"Odalarda ışıksızım, katıksızım, viraneyim!" Yanağıma yapışmasını engellemeye çalıştığım tutamların inadına beni daha da darlamasıyla sesim titrerken dudaklarımı ıslatan gözyaşlarımı emip şarkıma devam ettim. "Seni sensiz duvarlara yazan benim, divaneyim!"
Sesimin bok gibi olması umrumda bile değildi. Zaten hayatım bok gibiydi, sesim de öyle olsa ekstra ne kaybederdim ki?
"Kanım aksı-"
"Ay yeto! Cidden yeto!" Tıpkı kendisi gibi ince sesinden dökülen çığlıkla ortamda adeta flüt sesi çıkaran Nilay kıvırcık saçlarını savura savura delirirken sarkıttığım dudaklarıma kayan simsiyah gözlerini sabır dilercesine yavaşça kapatıp açtı. "Ela artık gerçekten dur be kızım ya!
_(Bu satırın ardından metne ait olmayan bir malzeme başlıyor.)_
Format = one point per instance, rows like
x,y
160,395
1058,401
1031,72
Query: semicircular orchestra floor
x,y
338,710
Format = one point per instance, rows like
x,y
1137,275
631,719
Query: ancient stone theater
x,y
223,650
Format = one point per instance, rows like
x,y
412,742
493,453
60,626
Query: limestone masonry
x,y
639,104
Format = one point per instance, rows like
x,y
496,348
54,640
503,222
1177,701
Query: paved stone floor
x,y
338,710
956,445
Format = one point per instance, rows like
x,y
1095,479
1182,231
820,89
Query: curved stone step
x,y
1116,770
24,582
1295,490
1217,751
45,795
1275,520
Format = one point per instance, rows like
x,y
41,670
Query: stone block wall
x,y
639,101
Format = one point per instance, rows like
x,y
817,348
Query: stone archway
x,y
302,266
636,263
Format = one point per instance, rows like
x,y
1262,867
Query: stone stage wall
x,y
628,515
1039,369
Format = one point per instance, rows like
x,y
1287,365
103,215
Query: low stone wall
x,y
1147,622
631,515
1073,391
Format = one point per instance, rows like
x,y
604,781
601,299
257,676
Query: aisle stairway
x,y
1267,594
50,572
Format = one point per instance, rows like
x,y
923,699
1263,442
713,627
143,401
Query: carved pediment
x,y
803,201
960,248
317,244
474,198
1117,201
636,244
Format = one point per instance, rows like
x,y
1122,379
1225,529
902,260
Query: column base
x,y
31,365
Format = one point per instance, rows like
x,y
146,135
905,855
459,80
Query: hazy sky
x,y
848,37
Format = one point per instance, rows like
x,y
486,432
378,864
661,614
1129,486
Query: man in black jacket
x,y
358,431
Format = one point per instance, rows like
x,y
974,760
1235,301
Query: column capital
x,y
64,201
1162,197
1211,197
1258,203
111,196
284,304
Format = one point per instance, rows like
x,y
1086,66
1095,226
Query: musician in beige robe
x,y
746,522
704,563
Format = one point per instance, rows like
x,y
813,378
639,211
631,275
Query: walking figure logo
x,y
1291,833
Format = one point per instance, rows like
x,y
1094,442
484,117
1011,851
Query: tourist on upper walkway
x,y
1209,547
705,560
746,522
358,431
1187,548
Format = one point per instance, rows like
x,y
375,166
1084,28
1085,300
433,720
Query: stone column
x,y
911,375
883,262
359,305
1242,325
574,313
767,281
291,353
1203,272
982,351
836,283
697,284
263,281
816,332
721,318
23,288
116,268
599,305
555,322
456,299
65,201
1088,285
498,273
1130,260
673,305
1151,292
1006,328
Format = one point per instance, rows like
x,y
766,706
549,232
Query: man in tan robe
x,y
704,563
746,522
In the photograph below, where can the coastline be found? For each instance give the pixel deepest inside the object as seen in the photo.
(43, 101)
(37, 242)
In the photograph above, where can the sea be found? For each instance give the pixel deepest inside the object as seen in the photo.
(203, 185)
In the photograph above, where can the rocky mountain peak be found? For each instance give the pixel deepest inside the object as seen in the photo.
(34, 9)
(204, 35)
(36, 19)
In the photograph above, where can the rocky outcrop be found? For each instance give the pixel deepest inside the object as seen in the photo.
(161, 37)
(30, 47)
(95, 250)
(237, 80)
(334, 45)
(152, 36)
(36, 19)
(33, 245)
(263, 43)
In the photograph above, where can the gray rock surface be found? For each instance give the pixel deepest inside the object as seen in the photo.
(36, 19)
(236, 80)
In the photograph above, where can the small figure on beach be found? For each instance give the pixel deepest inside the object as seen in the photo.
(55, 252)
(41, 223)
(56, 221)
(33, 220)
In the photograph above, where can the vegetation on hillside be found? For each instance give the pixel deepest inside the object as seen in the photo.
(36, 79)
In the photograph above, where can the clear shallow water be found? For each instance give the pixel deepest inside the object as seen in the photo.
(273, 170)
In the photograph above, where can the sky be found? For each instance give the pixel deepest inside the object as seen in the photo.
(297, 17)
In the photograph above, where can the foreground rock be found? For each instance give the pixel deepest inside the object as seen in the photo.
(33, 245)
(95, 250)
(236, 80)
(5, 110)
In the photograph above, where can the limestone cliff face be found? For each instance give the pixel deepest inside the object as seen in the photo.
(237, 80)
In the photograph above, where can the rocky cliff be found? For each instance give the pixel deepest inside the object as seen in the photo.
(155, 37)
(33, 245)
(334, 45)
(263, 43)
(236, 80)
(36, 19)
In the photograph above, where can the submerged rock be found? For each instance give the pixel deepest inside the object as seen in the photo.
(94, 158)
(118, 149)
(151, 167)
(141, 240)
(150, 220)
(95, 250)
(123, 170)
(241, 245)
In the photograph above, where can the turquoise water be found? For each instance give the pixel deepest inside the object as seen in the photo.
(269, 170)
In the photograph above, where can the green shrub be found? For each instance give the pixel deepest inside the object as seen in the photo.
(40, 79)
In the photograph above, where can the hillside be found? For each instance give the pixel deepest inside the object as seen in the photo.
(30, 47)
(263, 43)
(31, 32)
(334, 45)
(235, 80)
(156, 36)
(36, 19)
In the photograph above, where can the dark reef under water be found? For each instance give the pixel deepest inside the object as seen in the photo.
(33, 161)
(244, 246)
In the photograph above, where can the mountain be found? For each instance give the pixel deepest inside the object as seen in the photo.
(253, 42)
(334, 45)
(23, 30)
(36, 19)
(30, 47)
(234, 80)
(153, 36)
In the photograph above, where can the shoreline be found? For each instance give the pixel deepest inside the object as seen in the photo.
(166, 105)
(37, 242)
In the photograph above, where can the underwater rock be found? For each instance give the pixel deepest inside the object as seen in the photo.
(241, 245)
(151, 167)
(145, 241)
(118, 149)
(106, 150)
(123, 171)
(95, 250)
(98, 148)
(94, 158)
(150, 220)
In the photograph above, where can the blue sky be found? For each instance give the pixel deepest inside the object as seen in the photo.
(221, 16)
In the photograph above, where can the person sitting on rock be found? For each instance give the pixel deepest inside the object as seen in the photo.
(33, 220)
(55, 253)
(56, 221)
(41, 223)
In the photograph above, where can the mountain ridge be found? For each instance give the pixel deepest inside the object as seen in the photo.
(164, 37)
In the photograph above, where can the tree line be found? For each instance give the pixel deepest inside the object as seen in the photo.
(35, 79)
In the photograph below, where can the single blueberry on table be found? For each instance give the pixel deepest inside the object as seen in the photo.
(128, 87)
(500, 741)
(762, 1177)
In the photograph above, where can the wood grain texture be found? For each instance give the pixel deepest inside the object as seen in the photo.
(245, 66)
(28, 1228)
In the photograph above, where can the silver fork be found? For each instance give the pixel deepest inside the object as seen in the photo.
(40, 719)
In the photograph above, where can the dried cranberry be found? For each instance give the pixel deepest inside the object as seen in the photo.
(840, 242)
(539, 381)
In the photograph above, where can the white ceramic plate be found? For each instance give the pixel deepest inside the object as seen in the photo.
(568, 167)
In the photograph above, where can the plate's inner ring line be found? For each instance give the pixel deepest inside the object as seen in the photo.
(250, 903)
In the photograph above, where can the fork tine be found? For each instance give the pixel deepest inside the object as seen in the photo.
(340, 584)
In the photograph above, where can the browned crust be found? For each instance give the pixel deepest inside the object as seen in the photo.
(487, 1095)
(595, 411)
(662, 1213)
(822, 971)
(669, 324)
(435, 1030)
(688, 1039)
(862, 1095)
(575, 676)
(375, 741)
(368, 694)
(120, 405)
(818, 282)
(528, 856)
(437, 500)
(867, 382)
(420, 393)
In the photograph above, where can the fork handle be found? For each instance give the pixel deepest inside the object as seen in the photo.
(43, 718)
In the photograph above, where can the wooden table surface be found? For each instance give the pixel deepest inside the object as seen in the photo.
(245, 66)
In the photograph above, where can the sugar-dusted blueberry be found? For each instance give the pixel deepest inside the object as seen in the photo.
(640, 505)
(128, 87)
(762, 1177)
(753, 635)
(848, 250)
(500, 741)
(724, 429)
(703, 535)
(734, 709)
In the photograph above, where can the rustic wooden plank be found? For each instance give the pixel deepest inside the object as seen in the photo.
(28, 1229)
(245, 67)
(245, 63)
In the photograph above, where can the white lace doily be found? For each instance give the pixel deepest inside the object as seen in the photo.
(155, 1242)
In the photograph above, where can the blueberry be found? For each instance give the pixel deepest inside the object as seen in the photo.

Ağlama hayır! Ağla diye demedim ki ben! Ağlama lütfen ya!"
İçimi çeke çeke ağlamaya koyulduğum koltukta ölü pozisyonuna geçerek kendimi hayattan tamamen koparmayı dilerken ben, havada küçük bir cismin uçtuğunu görür gibi oldum ama emin de olamadım. Zira ağlamaktan şişen, dolayısıyla da baktığımın yüzde on beşlik kısmını zor gören gözlerimin yanlıgısı olma ihtimali de çok yüksekti.
Ancak Nilay'ın Sİ notasından çıkardığı yeni bir çığlıkla havada bir cismin gerçekten uçtuğuna ve gidip de Nilay'ı vurduğuna emin olmuştum.
"Kes sesini be kaşmer!" Tok sesinin asabiyeti bile ayrı bir karizma, ayrı bir seksi olan fettanlar kraliçesi Asu doğuştan alınmış gibi biçimli ve güzel kaşlarını çatarak Nilay'a bakarken arı sokmuşcasına şiş gözlerimi daha da kısarak ona dikkatle baktığımda sol ayağındaki terliğin artık orda olmadığını gördüm.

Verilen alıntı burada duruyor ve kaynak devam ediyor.